All someone had to do was ask. I didn’t think about consequences. I didn’t think about finances. I didn’t think about judgments. I didn’t think about anything but seizing the day.
And then, somewhere along the line, the day seized me.
I no longer said yes to every adventure. I began to think about what was responsible. What was logical. What was affordable. And whether the fun I would ultimately have would be worth what it took to get me there.
Three kids and 25 years of parenting later, I’m no longer that go-to gal. It’s not a given that I’ll go. Or do. Or spend. Or drink. And, as much as I love sitting in my little chair watching my little TV in my sleepy town with my dwindling family, sometimes I miss that go-to gal.
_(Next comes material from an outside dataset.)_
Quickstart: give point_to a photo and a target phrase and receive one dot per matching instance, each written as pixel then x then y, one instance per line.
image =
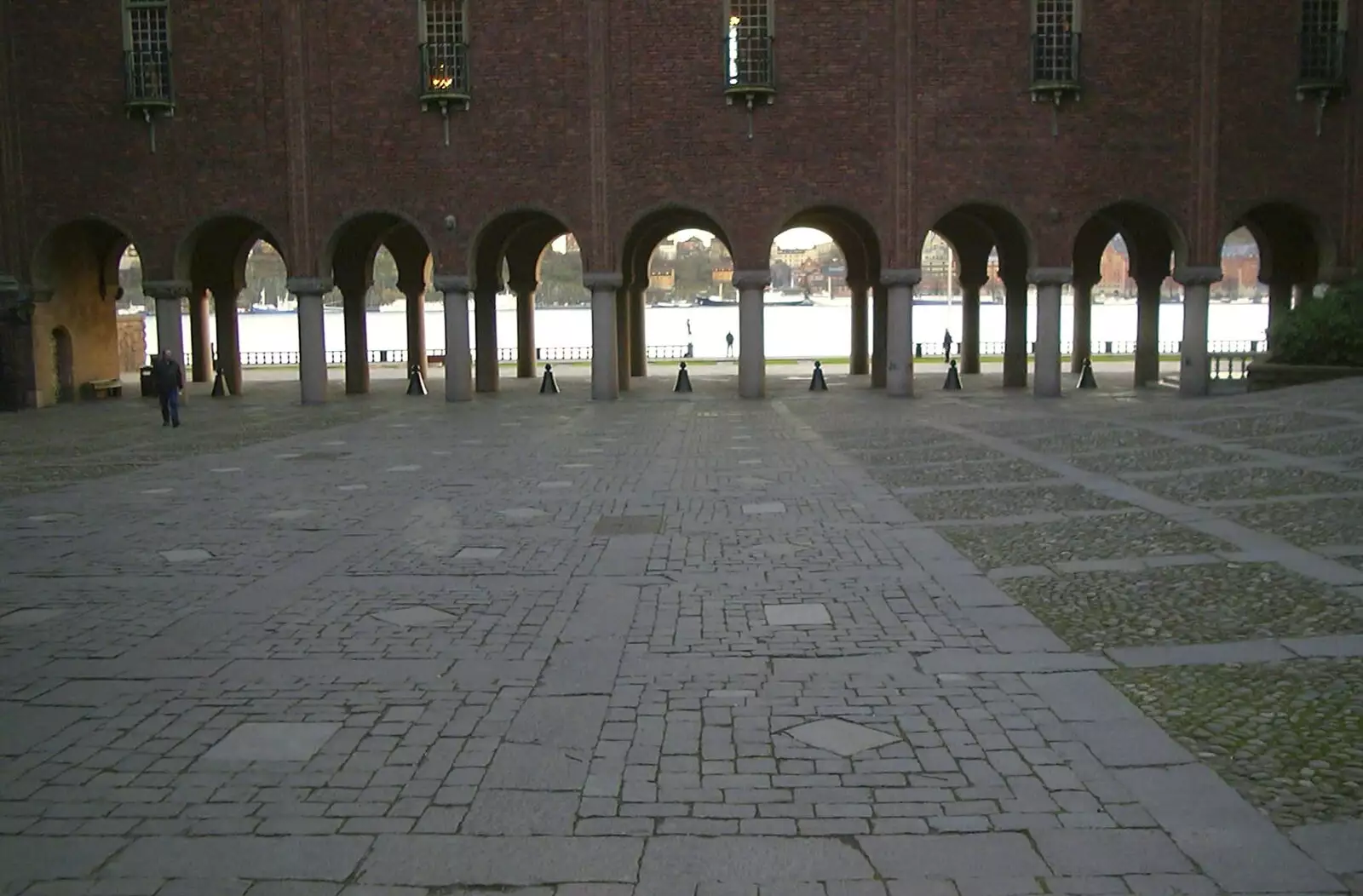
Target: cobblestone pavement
pixel 824 645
No friends epitomize the me I used to be better than the Shea’s. Tom and his daughter, Julianne, believe irrevocably, in seizing the day. While Tom’s wife, Jackie, rolls her eyes at their dreamed-up schemes and cringes at their foolish endeavors, she ultimately joins in and enjoys half of their crazy adventures. But, she, like me, is not the carefree creature she once was. She declined this last-minute invitation to meet in the city on a gridlock alert Thursday four days before Christmas. Just as I would have. Had I been invited.
Maybe it was the sting of not being invited that changed my mindset. It was certainly not a foolhardy idea. There was nothing dangerous or potentially disastrous about it. It was neither monetarily nor logistically prohibitive. There was no good reason why I couldn’t walk to the corner, hop on the 167, take the bus into the city, the subway down to Bleeker Street and have cocktails and dinner with my darling daughter, my good friend, Tom, and his daughter, Julianne, who was home from Chicago for the holidays.
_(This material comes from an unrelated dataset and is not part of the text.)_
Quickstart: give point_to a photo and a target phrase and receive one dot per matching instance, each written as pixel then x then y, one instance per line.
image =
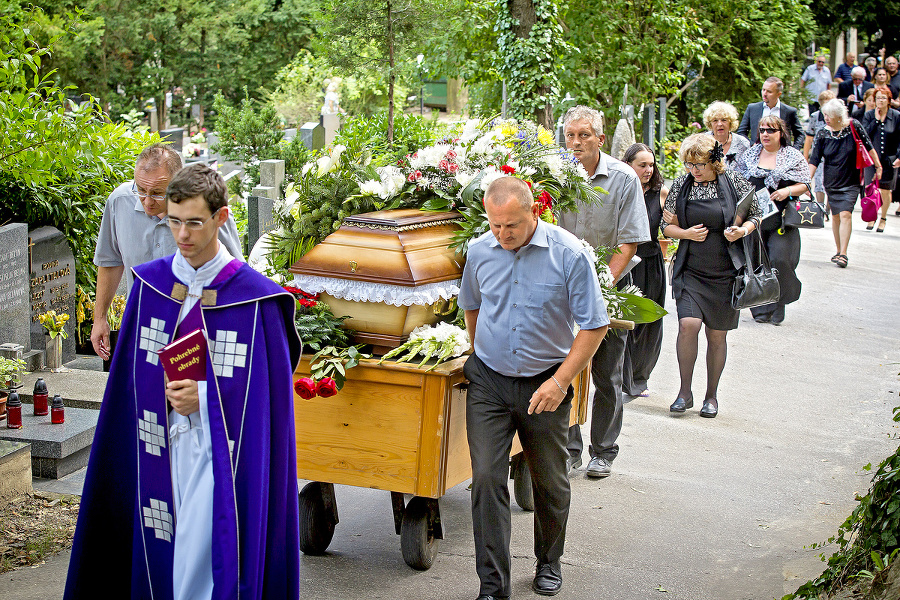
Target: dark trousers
pixel 497 408
pixel 606 413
“Look at you, Mom,” the daughter said. “Let’s hear it for spontaneity.”
“You really didn’t think I’d come?
The daughter looked at me sideways.
“You have no idea the things I used to do…”
The daughter bought me a subway token. I bought her dinner. Tom bought us drinks. Julianne didn’t buy anything. And the four of us toasted to a life of spontaneity. To being the people we want to be. To having the fun we want to have. And to remembering that a life worth living is one that’s worth living well.
Even when it means shedding your dog-haired clothes and putting your program on pause. Because hitting the Resume button is a really easy thing to do.